Day 45: Testing Stunt Barbie

Advanced Physics:

Today was all about testing the Stunt Barbie Challenge Lab.  Most of the groups were successful, some on the second try. For each drop we record it with our highspeed camera and a regular camera.  We use the high speed to play it back if we need to check where the marble actually hit.

General Physics:

Today we WB’ed the Buggy experiment. We basically use the same discussion we do with the Advanced class minus the time-position graph aspect.

Day 44: Stunt Barbie

Advanced Physics:

We have pretty much wrapped up the constant acceleration unit.  Today we took a short assessment, a one problem constant acceleration problem the students could choose to solve graphically or kinematically.  I am happy to report that most of the students choose a graphical approach.

After the students turned it in the assessment, I showed them ‘some awesome physics.  It is this Farmer’s Insurance Commercial.


The most important part is when she jumps (free falls) off the bridge on tot he moving car beneath her…. and thus we have the Challenge Lab that I affectionately call “Stunt Barbie”.  Here is a good explanation: Hertting- Stunt Barbie

There have been some upgrades since the article.  We go into the multi-purpose room. It has higher ceilings so we have drops up to about 3.50m.  Tomorrow we check it.

General Physics:

The general students started kinematics today.  We direct this group just a bit more.  We introduced motion by discussing two key players, basically a ‘where’ and a ‘when’.  In physics terms this is position and clock reading.

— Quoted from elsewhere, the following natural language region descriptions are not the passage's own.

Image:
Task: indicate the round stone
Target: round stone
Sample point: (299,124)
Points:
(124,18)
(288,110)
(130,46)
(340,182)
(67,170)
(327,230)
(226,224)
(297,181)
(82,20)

They gathered data for the Dune Buggy experiment.  We still gave each group an initial position and a direction that will make the WB discussion a bit more interesting tomorrow.

Day 43: 30 minutes huh? That’s all I get today?

Classes today were only 30 minutes long today.  Students were dismissed at 12:10 because we had Parent-Teacher Conferences from 12:50 until 8:00PM and then again Friday morning from 7:45 to 11:45.  So, what did I do with 30 minutes?

Advanced Physics:

We had finished WB’ing the constant acceleration problems the day before, and the students had been working on some free fall problems.  Well, 30 minutes is not enough time to set-up and discuss WB’s for 4 free fall problems. Instead, the students essentially had work time.  The first order of business was to ask any questions about the free fall practice. Second on the list was to check their answers.  I created a ‘test’ in Schoology that was a Fill in the Blank format.  The students simply entered their values to all the problems, then hit submit.  If their answer turned green, they were correct.  If it turned red, they were incorrect. I gave them unlimited tries.  I liked this for two reasons: (1) it follows the color coding I have been using all year. (2) it allows the students to check their work, without being told how to do the problem.  It really fosters discussion and collaboration as they work to determine the correct answer.  I am becoming convinced that a student could trick him/herself into thinking s/he understands the concepts or problem as s/he reads through my work.

There is one drawback with Schoology and this.  It does not allow a range of answers, so I had to specific how many digits beyond the decimal point to use (some kids used -9.82m/s/s while I used -9.8m/s/s).

General Physics:

We finished discussing the test and then voted on our Magic Mirror pictures.